Cycling road etiquette and style in Hanoi is a revelation. The apparent chaos of cars, scooters, bikes and pedestrians is in reality ordered and benign. Two wheeled vehicles easily out number all other modes of transport, and because of this, there is a much better sense of traffic flow and movement. The roads are a little like slow meandering rivers, winding their way around obstacles, correcting speed and direction but always importantly moving. Nothing appears to rush overtly, except when jumping lights, as speed is useless in the density of vehicles travelling so closely together. Holding on to our cycling nerve, as we pedal along, the approaching and oncoming cars and scooters slow and turn to avoid collision. Once this miraculous lesson is learnt, that space is given by other road users when needed, there comes an easy joy of navigating the busy roads.
To learn ‘how to ride’ here we simply followed other cyclists and discovered another style of riding altogether. Hand signals are a necessity both for riders and pedestrians, with arms stuck out to indicate the change in direction and angled backwards from the body, with the hand and fingers fluttering and trailing behind to implore the traffic to slow to allow manoeuvre. The hand moves in away as if to gently push the traffic back and, like the flow of a river parting around a rock, the traffic adjusts its course of direction.

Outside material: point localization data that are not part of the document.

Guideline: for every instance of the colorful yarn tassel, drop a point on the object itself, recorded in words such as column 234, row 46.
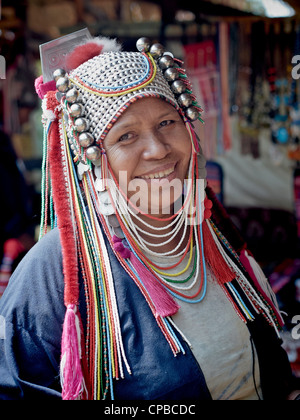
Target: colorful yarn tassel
column 215, row 260
column 71, row 374
column 72, row 377
column 164, row 304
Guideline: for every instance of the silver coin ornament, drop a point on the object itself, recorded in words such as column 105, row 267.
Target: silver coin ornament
column 58, row 73
column 171, row 74
column 62, row 84
column 157, row 50
column 178, row 87
column 165, row 62
column 192, row 113
column 76, row 110
column 143, row 44
column 170, row 69
column 93, row 153
column 85, row 139
column 185, row 100
column 72, row 95
column 81, row 124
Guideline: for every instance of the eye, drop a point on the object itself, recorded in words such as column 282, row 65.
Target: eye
column 127, row 136
column 165, row 123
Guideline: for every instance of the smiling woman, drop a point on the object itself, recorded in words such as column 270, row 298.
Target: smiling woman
column 152, row 154
column 129, row 278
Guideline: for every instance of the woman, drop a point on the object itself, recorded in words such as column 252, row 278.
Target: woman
column 151, row 282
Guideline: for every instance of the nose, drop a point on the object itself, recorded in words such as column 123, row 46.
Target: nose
column 155, row 146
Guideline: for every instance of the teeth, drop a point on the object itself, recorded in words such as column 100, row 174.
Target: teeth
column 159, row 174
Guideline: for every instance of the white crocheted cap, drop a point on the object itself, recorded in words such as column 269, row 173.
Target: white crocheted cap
column 109, row 82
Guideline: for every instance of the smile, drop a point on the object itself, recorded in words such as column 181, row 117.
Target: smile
column 161, row 174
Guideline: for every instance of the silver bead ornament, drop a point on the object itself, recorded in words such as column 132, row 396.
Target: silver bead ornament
column 93, row 153
column 113, row 221
column 72, row 95
column 143, row 44
column 171, row 74
column 178, row 87
column 185, row 100
column 192, row 113
column 85, row 139
column 58, row 73
column 165, row 62
column 62, row 84
column 157, row 50
column 76, row 110
column 81, row 124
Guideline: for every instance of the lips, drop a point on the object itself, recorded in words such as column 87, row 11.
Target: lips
column 159, row 173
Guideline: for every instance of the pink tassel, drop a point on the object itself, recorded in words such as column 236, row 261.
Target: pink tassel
column 71, row 372
column 164, row 304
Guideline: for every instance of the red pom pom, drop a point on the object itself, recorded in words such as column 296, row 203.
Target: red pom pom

Riders both on scooters and bicycles wear very different riding gear. Helmets for scooters are now compulsory and are open sided without a visor. They are brightly coloured, typically branded with Chanel or Gucci logos, or with a Burberry chequered strip down the middle. They look very cool with big sunglasses, despite appearing ineffective in a collision. Cotton hoodies are worn by almost everyone, to keep the sun off, and have extra long sleeves to allow for the rider’s extended reach to handlebars with thumb holes to keep the hands covered. Men wear indigo blue and black denim versions and women brightly coloured and flowered cotton hoodies which hang longer to help cover the legs. Women on scooters often wear a wrap around sun apron, again brightly coloured cotton, to further shade their skin. Almost everyone covers their faces with big sunglasses and cotton face masks to try and protect themselves from pollution and sunshine. Small children are lassoed with a purposely designed padded belt to their seated scooter driving parent and stand between their legs behind the steering column. No one wears riding gloves except to protect themselves against the sun and are a full arm length in white cotton.
Yasmin and I stand out from the crowd and must look plainly ridiculous in our ‘day glow’ cycling tops looking bright, hot and shiny. Perhaps this is a good thing, being so conspicuous, as everyone sees they should give these riding novices an extra wide berth!